志方町をゆく(139) 横大路(14)
太鼓堂のある寺(妙正寺)
山門横(東)の建物は「鐘楼かな」と思いました。でも、鐘楼は、山門の西側にあります。住職に確かめてみると、太鼓堂(写真)であるとのことです。
近辺で太鼓堂のある寺は珍しい例です。
この太鼓堂について、礒野道子さん(故人)が『志方郷(13)』に書かれているのでお借りします。(一部省略:文体は変えています)
太鼓堂のある寺
瓦屋根の上に、太鼓を納めたやぐらが聳えています。
一階の入り口から入ると、右側の壁に沿うて、六段程30センチおきに段が打ち付けてあります。これを足がかりにして二階へよじのぼると、思ったより明るい。
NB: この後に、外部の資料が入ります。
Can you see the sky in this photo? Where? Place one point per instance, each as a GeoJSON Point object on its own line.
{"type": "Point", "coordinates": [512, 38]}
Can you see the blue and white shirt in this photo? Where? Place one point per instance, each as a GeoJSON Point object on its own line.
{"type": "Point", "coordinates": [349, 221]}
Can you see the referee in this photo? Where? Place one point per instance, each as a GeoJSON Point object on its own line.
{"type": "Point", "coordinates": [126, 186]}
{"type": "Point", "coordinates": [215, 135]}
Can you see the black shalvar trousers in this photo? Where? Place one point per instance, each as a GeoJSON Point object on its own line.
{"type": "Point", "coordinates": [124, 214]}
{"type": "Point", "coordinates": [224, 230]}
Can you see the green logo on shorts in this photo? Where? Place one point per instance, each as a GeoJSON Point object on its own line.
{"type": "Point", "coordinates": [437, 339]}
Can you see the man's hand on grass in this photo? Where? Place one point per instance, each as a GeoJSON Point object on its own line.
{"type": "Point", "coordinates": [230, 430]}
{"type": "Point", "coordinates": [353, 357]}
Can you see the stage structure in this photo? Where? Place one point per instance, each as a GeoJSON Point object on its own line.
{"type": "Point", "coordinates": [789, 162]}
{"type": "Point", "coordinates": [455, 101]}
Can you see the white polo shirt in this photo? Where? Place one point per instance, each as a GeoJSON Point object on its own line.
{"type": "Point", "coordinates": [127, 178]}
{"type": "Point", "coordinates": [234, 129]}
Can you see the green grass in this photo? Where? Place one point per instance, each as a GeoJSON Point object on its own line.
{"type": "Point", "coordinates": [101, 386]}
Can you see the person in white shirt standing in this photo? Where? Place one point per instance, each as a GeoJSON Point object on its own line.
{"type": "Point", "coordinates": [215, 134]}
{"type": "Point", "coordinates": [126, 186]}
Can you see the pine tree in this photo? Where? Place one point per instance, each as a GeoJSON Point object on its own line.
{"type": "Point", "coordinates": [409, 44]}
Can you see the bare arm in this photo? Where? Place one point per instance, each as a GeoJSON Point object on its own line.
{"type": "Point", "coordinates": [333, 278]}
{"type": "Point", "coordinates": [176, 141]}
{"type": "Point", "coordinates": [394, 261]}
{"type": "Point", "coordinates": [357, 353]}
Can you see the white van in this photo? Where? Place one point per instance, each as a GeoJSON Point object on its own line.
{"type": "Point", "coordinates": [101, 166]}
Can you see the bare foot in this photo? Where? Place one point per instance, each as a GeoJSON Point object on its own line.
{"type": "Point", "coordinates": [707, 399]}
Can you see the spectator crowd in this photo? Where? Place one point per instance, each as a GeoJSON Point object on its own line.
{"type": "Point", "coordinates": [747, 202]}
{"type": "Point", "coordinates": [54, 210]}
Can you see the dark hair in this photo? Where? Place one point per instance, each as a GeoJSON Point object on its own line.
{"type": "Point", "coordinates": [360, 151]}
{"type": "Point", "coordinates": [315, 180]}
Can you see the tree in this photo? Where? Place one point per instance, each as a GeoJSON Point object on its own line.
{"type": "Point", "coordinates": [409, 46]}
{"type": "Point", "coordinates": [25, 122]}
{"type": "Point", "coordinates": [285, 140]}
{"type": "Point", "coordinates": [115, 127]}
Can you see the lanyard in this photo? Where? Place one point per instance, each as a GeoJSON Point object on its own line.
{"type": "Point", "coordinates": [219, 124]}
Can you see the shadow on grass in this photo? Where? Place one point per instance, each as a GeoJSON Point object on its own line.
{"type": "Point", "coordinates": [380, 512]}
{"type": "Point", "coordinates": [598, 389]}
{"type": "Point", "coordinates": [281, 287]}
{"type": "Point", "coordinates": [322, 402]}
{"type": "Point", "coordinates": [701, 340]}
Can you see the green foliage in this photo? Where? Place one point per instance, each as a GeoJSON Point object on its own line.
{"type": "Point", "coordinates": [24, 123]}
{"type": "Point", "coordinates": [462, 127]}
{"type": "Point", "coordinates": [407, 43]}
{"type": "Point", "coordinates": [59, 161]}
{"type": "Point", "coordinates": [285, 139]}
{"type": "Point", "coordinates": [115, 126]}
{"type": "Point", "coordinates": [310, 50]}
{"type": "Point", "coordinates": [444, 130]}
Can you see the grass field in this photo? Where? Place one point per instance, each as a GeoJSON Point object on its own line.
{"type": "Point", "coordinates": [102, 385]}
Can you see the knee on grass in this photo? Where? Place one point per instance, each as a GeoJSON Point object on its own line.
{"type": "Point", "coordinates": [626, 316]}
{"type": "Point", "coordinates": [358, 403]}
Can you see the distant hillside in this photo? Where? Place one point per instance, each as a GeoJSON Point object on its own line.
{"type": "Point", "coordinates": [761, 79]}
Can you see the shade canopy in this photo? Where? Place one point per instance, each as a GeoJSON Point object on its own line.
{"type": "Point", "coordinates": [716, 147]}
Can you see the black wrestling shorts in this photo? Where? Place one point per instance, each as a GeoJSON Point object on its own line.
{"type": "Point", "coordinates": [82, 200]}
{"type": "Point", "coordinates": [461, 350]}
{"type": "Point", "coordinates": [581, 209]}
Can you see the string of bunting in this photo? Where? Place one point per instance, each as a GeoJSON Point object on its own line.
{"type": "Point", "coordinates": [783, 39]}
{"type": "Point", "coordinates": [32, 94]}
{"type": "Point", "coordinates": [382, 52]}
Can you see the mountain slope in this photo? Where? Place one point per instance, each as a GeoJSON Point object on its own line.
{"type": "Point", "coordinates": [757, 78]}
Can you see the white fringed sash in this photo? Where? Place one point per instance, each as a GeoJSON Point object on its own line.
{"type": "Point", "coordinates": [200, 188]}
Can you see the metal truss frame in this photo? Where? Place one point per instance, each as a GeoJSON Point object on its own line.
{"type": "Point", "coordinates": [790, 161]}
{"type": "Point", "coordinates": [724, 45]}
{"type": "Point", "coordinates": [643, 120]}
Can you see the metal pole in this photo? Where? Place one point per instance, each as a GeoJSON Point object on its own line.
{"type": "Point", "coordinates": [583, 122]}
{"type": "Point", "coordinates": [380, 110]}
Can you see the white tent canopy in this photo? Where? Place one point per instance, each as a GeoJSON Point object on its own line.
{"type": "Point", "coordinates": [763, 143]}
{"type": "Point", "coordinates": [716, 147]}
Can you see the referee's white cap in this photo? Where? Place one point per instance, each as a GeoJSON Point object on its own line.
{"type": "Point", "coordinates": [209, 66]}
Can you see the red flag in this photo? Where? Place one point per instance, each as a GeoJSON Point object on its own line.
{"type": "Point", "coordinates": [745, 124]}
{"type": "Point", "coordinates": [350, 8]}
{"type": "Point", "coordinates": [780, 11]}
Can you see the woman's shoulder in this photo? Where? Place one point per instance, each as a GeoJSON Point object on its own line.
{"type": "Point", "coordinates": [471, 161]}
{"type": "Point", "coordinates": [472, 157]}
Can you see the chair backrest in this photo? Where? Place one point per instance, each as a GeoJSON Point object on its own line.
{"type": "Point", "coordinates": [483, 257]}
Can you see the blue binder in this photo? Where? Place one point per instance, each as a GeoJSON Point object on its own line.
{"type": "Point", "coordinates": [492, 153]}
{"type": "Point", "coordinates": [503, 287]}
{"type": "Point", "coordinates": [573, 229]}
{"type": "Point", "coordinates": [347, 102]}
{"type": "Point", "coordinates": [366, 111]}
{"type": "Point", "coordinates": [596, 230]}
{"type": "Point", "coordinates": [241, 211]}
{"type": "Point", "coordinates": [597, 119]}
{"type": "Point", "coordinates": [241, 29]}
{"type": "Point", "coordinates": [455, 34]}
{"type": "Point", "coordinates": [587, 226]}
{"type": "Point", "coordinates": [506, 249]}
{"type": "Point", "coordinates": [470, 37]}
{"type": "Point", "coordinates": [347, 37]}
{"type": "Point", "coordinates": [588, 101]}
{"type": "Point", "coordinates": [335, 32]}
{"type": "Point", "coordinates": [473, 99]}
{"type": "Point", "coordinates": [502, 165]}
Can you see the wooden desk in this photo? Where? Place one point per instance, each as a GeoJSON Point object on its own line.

「秀吉公ゆかり?」の品と伝えられる太鼓は、その中央に吊り下げています。る。
太鼓の丸い皮の直径は70センチ、胴の丈は85センチもあって堂々としています。
・・・ この太鼓について『印南郡誌』は三通りの説を伝えています。
*『印南郡誌』にあるこれらの説は、どれも怪しいので省かせていただきます。(*は飯沼の注です)
お寺で、お経がはじまるぞ・・・
太鼓堂および鐘の伝承はともかく、太鼓は、戦前まで、次のように用いられていました。
寺の行事、報恩講や永代経が始まる30分前に、先ず太鼓が打ち鳴らされました。
村人は、太鼓の合図で着衣を改め、寺参りの準備をしました。
次に鐘が鳴るとお経が姶まるので、人々は寺へ参ったといいます。
寺の太鼓や鐘の音は時を告げる大切な手段でした。